As noted supra, under the Nevada scheme a paying patient, as well as an indigent patient, of a county hospital, can sue both the hospital itself and its public employees for tort committed in the scope of public employment by public employees of the hospital, including doctors and interns employed by hospitals, full-time and part-time, and recover not to exceed $50,000, the employees against whom judgments may be entered to be indemnified by the county. If the charitable immunity rule is applied, then an indigent person cannot sue the county.[4] However, since the county employees are to be indemnified by the county, under the Nevada scheme, the county being immune under the charitable immunity rule, the result would be that either the hospital employees are also immune or they could be held liable but not entitled to indemnity from the county. This curious result could not have been intended by the Nevada Legislature when it enacted in 1965, and amended through 1981, the Nevada waiver of sovereign immunity scheme. Such a result would take away from an indigent patient the remedy that the Nevada scheme gives to both indigent and paying patients to sue and recover for torts committed against the patient by public employees acting within the scope of public duty.
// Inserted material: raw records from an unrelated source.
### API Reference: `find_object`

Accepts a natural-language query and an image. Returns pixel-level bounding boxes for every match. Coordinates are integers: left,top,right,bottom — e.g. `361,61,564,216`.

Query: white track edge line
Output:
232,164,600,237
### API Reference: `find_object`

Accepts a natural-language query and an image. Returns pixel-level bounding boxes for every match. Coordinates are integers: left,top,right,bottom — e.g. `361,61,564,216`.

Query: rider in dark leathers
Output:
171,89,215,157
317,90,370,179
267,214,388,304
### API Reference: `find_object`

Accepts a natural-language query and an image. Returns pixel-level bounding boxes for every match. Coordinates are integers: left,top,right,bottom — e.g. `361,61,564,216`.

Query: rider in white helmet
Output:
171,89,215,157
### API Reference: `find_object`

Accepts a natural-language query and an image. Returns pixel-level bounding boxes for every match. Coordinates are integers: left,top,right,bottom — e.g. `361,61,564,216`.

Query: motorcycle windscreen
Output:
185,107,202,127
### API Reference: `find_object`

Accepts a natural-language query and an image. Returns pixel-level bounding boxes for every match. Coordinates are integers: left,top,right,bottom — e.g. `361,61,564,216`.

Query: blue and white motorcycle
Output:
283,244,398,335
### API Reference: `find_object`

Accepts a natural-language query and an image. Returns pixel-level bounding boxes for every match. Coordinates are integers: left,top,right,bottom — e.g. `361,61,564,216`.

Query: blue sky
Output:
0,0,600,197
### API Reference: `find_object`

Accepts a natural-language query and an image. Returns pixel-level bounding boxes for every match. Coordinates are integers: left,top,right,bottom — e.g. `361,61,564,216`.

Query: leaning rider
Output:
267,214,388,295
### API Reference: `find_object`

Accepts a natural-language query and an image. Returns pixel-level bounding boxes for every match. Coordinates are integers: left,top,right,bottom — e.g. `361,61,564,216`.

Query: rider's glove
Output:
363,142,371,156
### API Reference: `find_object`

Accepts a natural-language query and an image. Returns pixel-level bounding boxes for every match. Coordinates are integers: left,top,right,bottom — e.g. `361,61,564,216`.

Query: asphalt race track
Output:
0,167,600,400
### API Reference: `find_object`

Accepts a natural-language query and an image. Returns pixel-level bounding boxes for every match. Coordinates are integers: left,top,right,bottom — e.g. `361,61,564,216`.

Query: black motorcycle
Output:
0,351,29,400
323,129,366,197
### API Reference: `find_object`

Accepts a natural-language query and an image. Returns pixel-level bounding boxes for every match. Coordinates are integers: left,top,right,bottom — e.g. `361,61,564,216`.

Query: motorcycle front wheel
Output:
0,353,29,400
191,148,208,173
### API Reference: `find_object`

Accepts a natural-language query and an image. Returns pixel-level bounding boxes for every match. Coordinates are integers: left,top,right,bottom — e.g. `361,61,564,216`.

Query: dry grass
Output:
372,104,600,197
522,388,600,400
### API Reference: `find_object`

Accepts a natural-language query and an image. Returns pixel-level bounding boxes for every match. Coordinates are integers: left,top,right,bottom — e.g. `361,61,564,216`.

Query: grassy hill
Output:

Such a result raises serious questions of equal protection and due process. This Court must conclude that the charitable immunity rule of Bruce cannot be interposed into the Nevada waiver of sovereign immunity scheme. The defendants' motions in this regard are denied.
PLAINTIFF'S MOTIONS
Plaintiff's motions for sanctions, for fees and costs and for an accelerated trial date are denied. Defendant Dr. Reck's motion to amend answer, filed October 15, 1982, is granted.
NOTES
[1] Clark County operates and maintains Southern Nevada Memorial Hospital. The County hospital provides for the treatment of both paying patients and indigent patients.
[2] If the tort is not committed within the scope of public employment, the scheme does not affect at all the common law remedy against any such public employee.
[3] Another problem should be addressed, although the briefs do not mention it. Under NRS 41.036, an action cannot be brought under the scheme against a county and its employees without filing a claim with the county commissioners within two years from the time the cause of action arose. Although the section since 1981 has provided that the filing of the claim within two years of the accrual of the cause of action is not a condition precedent to suit under the scheme, the timely filing of the claim is clearly a condition that must be met. If no such timely filing of the claim was met in this case (and this Court does not know whether this was done), the question arises, what is this Court's responsibility under the scheme?
[4] Although the defendants urge that the charitable immunity rule applies to the hospital employees, the Bruce case and cases discussing the charitable immunity rule, in other states, do not, so far as this Court can determine, apply the charitable immunity rule to doctors and other employees of the charitable institutions. So, if the charitable immunity rule applies here, it would immunize the County only and not the hospital employees.